Motivi della decisione

1. Preliminarmente occorre verificare se vi siano i presupposti per la declaratoria di improcedibilità dell’impugnazione del diniego del 10 novembre 2010.

Il problema nasce dal rilievo che, se in generale il ritiro dell’atto impugnato produce la conseguenza dell’improcedibilità dell’impugnazione (essendone venuto meno l’oggetto), questa conclusione non è corretta allorché il ritiro sia il frutto di un atto di riesame imposto da un’ordinanza che abbia accolto l’istanza di tutela cautelare; la doverosa esecuzione dell’ordine del giudice, infatti, non produce né può produrre l’effetto di rendere improcedibile l’impugnazione dato che l’atto con cui è stata data esecuzione all’ordinanza cautelare è un atto avente effetti provvisori e interinali, i cui effetti si producono e si esauriscono nell’ambito del giudizio cautelare e sono condizionati dalla successiva pronuncia sul merito del ricorso, nel senso che, se il ricorso viene accolto, gli effetti dell’atto di riesame favorevole al ricorrente si consolidano, mentre se il ricorso viene respinto si consolidano gli effetti dell’atto impugnato e vengono meno quelli dell’atto di riesame.
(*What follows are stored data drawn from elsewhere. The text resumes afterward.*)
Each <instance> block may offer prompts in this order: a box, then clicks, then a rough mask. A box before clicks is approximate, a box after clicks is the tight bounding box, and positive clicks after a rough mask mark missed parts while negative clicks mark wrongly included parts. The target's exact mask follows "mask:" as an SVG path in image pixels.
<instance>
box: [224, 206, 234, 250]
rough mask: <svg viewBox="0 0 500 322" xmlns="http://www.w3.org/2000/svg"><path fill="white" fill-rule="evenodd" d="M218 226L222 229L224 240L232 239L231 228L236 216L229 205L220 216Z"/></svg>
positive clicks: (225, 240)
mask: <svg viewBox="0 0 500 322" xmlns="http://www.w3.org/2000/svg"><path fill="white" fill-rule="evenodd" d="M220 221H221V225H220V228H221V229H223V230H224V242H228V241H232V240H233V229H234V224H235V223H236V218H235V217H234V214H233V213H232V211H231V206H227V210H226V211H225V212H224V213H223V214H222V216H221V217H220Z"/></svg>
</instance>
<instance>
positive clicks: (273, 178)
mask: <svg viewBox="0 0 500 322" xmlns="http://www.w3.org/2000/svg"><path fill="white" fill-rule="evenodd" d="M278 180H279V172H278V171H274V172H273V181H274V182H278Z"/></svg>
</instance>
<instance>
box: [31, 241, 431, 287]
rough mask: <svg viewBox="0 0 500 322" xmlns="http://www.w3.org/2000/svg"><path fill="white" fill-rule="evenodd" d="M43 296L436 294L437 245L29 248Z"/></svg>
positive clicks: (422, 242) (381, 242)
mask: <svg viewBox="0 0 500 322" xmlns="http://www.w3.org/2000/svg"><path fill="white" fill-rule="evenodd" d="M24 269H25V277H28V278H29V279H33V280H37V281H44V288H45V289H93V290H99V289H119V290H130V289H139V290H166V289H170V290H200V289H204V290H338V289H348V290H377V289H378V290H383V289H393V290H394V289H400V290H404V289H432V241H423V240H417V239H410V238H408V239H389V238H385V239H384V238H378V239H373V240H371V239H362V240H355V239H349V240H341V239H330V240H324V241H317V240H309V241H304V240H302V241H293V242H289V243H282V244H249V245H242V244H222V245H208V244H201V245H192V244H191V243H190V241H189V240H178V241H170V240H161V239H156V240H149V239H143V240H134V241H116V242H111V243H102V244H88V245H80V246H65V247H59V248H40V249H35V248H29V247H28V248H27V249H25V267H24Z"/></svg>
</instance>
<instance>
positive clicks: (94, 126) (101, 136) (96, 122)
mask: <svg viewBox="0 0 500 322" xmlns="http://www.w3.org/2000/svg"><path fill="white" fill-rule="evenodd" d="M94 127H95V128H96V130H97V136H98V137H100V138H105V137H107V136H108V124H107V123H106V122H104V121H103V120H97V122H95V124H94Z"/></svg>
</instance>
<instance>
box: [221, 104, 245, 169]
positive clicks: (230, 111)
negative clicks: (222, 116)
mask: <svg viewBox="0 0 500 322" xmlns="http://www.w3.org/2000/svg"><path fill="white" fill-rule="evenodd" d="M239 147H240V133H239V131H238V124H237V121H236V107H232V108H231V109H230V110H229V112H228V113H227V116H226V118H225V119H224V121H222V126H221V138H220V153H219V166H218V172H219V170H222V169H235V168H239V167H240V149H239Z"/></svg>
Nella fattispecie, tuttavia, ritiene il Collegio che questa impostazione non trovi applicazione in quanto il ritiro dell’atto impugnato è avvenuto per ragioni del tutto estranee al giudizio e alle ragioni per cui la sezione aveva disposto il riesame, per cui può ritenersi che il ritiro sia il frutto di una scelta sostanzialmente autonoma e libera del comune di Ponza rispetto alla quale il riesame ordinato dalla sezione ha costituito una mera occasione.

2. Ciò premesso il Collegio ritiene che il ritiro del diniego impugnato determini la improcedibilità della relativa impugnativa.

Poiché tuttavia la ricorrente ha chiesto la verifica della legittimità dell’atto in funzione della eventuale proposizione di una domanda risarcitoria, deve comunque procedersi alla verifica richiesta ex articolo 34, comma 3, cod. proc. amm..

3. Con il primo motivo la ricorrente denuncia che sulla sua istanza si era formato il silenzio assenso cosicchè illegittimamente il comune di Ponza ha ritenuto di poter ancora determinarsi in merito alla medesima; al contrario il comune, essendosi il titolo già formato per silentium, avrebbe al più potuto esercitare il potere di riesame.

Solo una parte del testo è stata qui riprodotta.